菱歌皱眉,站起了身:“我觉得,我好像没有义务专门回答你的问题,倒是我很好奇,你一个皇室中人怎么会到这种地方来,还不幸染上了瘟疫?
“姑娘如何……知道我是皇室中人?”男子有些惊讶。
菱歌从袖中拽出那枚玉晃了晃:“这东西应该是你的吧?”
男子接过玉:“姑娘能费心救了我,便是我的恩人了,可否知道姑娘芳名?”
“傅菱歌。”
男子看了她一眼:“若我说,我是当朝太子,菱歌姑娘可愿信?”
“信。”菱歌点点头,“那,太子殿下,你……为何会在这里?”
“我叫白澈。”男子从干草垫子上起身,“三个月前,朝堂发生了些事,我被迫到了云水镇,但如今,我想我该回去了。”
菱歌有些茫然的看着他:“你的病,还没有好全,不如……休息些时日再走。”
白澈淡淡一笑:“也好,我曾听说,云水镇每年三月中旬会有一个盛大的庆典?”
“对。”菱歌兴奋起来,“那庆典原是为了纪念天上的一位神君而设,极是热闹。”
“那我就……参加完庆典再走吧。”
菱歌笑了笑:“好。”
“哥哥醒了。”两人正说着,见蛋蛋和廷晔走进来。
白澈笑着点头,蛋蛋凑上去:“这些天,菱歌姐姐照顾了你许久,几夜没合眼呢。”
白澈冲菱歌点头一笑,菱歌也回了一个笑,她一直觉得白澈这人清绝出尘,温润如玉,如今看来,就连礼数也是面面俱到,让人挑不出一丝差错来。
菱歌看到廷晔,走了过去:“七日后云水镇的庆典,你也会参加的吧?”
“看心情。”
菱歌急了:“喂,什么叫看心情,你知不知道那庆典可是镇民百年来特意为你……”菱歌考虑到白澈在,突然一顿:“虽是特意为神君准备的,可是去看看总没坏处。”
“你这是在邀请我?”廷晔看着她。
“算是吧。”
廷晔笑了笑:“我会去的。”
七日后,云水镇。
“菱歌姐姐,廷晔哥哥,白澈哥哥……”蛋蛋似是第一次来云水镇,兴奋的不行。此时白澈的病也已经痊愈,四个人一同来到庆典场地。

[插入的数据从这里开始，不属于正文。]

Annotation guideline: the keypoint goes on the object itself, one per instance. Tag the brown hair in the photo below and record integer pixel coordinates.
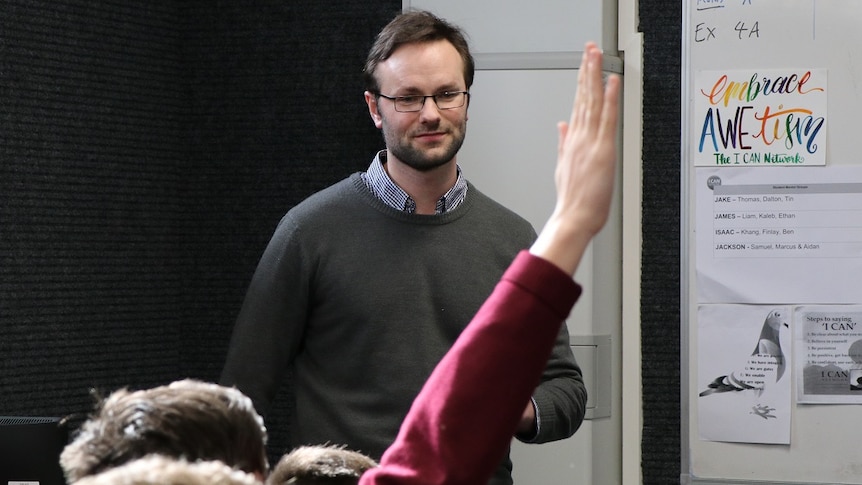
(413, 27)
(187, 419)
(161, 470)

“我要到那边去玩玩!”顺着蛋蛋指的方向望去,只见成群的人中间围了个耍猴的艺人。
菱歌无奈的看了他一眼,来云水镇前,她曾答应过蛋蛋的娘亲会好好照顾她的儿子,却不曾想这孩子如此事多。
“那我陪你去吧?”菱歌说完就去拽蛋蛋的小手,却被他一把挣开。
蛋蛋指了指白澈:“我要他陪我去。”
白澈笑了笑,轻声道:“那就我去吧。”
菱歌有些不解,却见蛋蛋向廷晔跑去,拽了拽他胳膊示意让他低下头。
廷晔皱了皱眉低了低身子,蛋蛋顺势凑过去在他耳边道:“我为你和菱歌姐姐创造了这么好的机会,你一定要好好把握啊!”
廷晔摸了摸他的头:“好。”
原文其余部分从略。